Clinton: Hillary Clinton wants to use various regulatory levers at the president’s disposal to nudge down US greenhouse gas emissions bit by bit. Tighten fuel-efficiency standards for vehicles here; plug methane leaks from natural gas infrastructure there. Defend President Obama’s Clean Power Plan to reduce CO2 from coal plants. Bolster appliance standards and building codes. Each individual regulation is penny-ante stuff, but it piles up. The aim is to ratchet down overall US emissions 26 to 28 percent below 2005 levels by 2025:
If you compare this with the vast scale of what’s needed to halt global warming — an 80 percent cut by 2050 that involves completely retooling our electricity, transport, industrial, and agricultural sectors — Clinton’s proposals are laughably, tragically inadequate. But they’re also at the outer edge of what a president can do without buy-in from Congress.* You can’t get a carbon tax without Congress. Or a nationwide clean energy standard. Or any of the ambitious regulations California is now tinkering with.

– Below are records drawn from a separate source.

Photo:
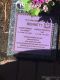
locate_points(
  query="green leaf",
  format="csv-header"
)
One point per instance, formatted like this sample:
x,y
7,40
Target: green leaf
x,y
27,7
35,12
25,1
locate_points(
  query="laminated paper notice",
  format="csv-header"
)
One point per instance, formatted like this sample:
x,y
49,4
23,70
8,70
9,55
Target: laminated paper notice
x,y
31,34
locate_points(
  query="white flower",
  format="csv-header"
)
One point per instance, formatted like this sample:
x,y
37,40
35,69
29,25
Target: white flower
x,y
47,1
45,8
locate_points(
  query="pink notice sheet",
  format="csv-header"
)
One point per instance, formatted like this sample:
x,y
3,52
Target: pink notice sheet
x,y
31,34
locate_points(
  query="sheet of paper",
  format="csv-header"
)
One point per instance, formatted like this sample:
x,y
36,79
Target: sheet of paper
x,y
31,34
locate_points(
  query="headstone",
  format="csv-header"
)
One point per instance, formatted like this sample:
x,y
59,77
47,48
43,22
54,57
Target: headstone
x,y
29,33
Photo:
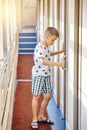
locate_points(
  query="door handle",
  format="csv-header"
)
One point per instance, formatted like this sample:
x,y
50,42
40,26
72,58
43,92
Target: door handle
x,y
65,68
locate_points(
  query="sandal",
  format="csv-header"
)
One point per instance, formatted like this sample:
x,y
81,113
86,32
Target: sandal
x,y
34,125
46,121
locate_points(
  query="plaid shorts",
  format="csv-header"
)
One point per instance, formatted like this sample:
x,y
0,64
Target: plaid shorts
x,y
41,84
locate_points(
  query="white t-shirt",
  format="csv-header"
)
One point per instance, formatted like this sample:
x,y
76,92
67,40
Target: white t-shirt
x,y
39,69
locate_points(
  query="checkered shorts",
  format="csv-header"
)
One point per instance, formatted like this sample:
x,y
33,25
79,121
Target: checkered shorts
x,y
41,84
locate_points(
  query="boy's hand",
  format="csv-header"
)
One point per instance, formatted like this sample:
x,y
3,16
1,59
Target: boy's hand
x,y
62,63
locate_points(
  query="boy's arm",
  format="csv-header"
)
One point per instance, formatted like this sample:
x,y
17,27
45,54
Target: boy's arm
x,y
51,63
58,52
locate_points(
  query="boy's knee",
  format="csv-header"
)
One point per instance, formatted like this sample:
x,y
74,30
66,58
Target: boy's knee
x,y
35,97
48,96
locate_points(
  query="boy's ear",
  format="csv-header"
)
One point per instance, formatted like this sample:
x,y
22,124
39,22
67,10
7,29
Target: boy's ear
x,y
47,35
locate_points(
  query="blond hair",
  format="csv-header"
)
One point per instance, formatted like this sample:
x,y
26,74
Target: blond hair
x,y
52,31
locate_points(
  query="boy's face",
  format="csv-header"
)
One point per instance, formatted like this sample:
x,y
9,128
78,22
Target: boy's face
x,y
50,39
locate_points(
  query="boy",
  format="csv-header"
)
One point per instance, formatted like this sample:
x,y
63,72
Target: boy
x,y
41,75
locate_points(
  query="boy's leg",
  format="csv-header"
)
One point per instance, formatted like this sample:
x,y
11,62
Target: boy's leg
x,y
35,107
43,107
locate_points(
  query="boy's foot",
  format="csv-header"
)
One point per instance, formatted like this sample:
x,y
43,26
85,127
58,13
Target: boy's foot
x,y
47,121
34,125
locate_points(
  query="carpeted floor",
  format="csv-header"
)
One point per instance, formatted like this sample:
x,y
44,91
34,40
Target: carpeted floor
x,y
22,114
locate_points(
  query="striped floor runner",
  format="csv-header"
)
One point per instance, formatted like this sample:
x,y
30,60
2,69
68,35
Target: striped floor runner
x,y
22,113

So Clinton is basically gambling that this will do for now. Use regulations to slowly grind emissions down. Work with countries like China and India to grind their emissions down under the Paris climate deal. And hope for big political or technological shifts down the road that enable even bigger cuts. This was basically Obama’s plan. It’s far from a solution. It’s easy to imagine it failing. But it’s a plan, at least.**
Trump: Trump’s climate plan is even simpler: He doesn’t have one. Doesn’t seem to care. Never talks about the issue, save for calling global warming a Chinese hoax. He’s said that he’d refuse to meet US obligations under the Paris climate deal (and, since it’s non-binding, he could do that). He’d undo various CO2 regulations that Obama has put in place, like the Clean Power Plan (yes, he could do that too). He’d push to allow more oil and natural gas drilling on public lands. It is very easy to imagine emissions rising under Trump and nearly impossible to imagine them falling sharply.
So that’s the choice in this election. Clinton wants to keep chipping away at this enormous boulder of a climate problem, all in the hopes that bigger cracks eventually appear. Trump says the boulder’s fine as is — if anything, it could stand to be even bigger.

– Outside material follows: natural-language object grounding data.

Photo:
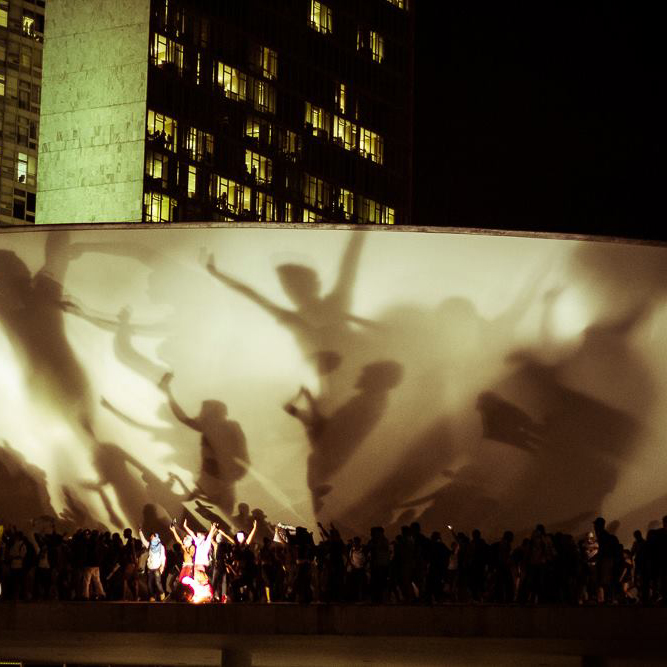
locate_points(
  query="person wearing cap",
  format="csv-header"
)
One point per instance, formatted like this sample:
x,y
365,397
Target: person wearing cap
x,y
157,558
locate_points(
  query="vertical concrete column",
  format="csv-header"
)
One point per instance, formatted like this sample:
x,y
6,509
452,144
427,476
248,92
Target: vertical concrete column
x,y
233,657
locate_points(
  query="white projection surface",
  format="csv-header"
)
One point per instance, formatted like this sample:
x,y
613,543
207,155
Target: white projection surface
x,y
361,377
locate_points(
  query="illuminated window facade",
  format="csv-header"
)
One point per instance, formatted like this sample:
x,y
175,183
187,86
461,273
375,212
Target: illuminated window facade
x,y
318,120
229,195
346,204
199,145
21,47
321,17
316,192
158,207
161,130
371,145
253,129
232,82
340,98
263,96
157,168
372,42
258,167
264,61
167,53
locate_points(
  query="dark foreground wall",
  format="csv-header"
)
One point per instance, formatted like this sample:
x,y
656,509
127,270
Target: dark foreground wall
x,y
172,634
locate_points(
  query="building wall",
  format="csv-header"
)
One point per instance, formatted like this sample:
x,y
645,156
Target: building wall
x,y
93,111
21,42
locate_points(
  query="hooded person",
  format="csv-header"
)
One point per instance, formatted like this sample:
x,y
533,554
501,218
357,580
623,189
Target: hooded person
x,y
157,559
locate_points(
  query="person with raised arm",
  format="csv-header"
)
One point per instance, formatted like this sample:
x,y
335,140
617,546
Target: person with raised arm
x,y
188,549
202,545
157,558
224,453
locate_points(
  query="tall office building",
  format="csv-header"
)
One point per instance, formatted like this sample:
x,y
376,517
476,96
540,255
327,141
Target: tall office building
x,y
21,43
290,110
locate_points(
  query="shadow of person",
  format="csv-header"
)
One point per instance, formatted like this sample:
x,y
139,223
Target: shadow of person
x,y
582,446
224,453
23,490
334,438
504,422
29,308
460,352
136,487
329,335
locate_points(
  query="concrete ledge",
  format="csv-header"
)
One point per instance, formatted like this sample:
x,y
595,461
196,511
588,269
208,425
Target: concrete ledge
x,y
464,621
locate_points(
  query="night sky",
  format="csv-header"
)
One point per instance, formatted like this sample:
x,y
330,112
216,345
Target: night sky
x,y
540,116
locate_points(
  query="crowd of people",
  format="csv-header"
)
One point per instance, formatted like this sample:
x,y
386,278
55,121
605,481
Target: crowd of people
x,y
281,563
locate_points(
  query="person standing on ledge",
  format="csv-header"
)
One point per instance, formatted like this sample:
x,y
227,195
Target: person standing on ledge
x,y
157,558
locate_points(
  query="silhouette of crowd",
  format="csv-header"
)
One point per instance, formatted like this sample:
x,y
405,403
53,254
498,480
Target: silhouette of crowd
x,y
262,562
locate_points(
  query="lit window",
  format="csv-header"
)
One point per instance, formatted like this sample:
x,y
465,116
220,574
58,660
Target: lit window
x,y
28,26
199,145
162,130
264,61
192,181
375,213
377,47
26,168
340,97
320,17
346,203
232,81
371,211
26,57
316,192
319,120
259,129
288,143
369,40
345,133
258,166
156,167
166,53
229,195
311,216
12,90
24,95
263,96
264,206
158,207
22,130
288,212
371,145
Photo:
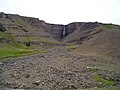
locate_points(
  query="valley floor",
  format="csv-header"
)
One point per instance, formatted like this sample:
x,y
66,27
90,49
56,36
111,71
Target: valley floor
x,y
59,70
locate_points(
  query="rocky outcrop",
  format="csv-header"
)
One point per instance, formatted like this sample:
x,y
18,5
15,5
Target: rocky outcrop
x,y
57,31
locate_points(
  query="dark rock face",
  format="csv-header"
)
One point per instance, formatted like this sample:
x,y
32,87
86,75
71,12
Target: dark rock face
x,y
57,31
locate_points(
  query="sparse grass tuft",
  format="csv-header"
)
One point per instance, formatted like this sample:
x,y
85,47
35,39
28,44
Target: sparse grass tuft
x,y
102,80
71,47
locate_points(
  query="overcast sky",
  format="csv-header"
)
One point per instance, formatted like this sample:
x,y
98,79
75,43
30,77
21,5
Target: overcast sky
x,y
65,11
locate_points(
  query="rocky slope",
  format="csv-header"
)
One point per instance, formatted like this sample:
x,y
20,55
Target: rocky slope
x,y
58,70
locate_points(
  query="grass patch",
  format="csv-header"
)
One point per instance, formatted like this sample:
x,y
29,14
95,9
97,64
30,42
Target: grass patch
x,y
103,81
108,88
22,23
15,52
71,47
6,36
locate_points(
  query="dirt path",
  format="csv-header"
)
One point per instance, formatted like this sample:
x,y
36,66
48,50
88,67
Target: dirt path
x,y
55,70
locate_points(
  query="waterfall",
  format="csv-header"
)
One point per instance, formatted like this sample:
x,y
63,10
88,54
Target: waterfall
x,y
64,32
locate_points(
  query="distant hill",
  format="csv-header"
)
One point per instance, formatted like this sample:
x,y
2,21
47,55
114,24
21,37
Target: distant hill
x,y
92,38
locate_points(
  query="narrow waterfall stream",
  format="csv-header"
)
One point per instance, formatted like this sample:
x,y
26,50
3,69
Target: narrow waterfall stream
x,y
64,32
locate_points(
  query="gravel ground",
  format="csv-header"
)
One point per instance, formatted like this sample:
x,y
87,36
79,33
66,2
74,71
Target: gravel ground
x,y
55,70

It may not be the world’s most inspiring choice, but it’s certainly a stark one.
* There is one other drastic executive action that Clinton could conceivably take that she never mentions. Under Section 115 of the Clean Air Act, a president could conceivably cite the Paris climate deal in order to enact a nationwide cap-and-trade program without Congress. But it’s unclear if the courts would uphold this — she’d be wandering into wildly unprecedented legal territory.
** Again, Clinton’s plan assumes that Congress is at least partly controlled by Republicans who refuse to do anything on climate change. If, by contrast, Trump loses in a landslide and Democrats take back both the Senate and the House, then we’re in a different world — and Clinton hasn’t really given a good indication of what she’d push for. This would be an excellent question to ask at the third presidential debate!
(Also note that this was one key difference between Clinton and Bernie Sanders in the primary. Sanders would probably behave pretty similarly to Clinton as president if faced with a recalcitrant Congress. But Sanders also gave an indication of the more sweeping things he’d push for if he had congressional support: an economy-wide carbon tax or a nationwide fracking ban or massive investments in renewable energy. Clinton, by contrast, has stayed quiet about that prospect.)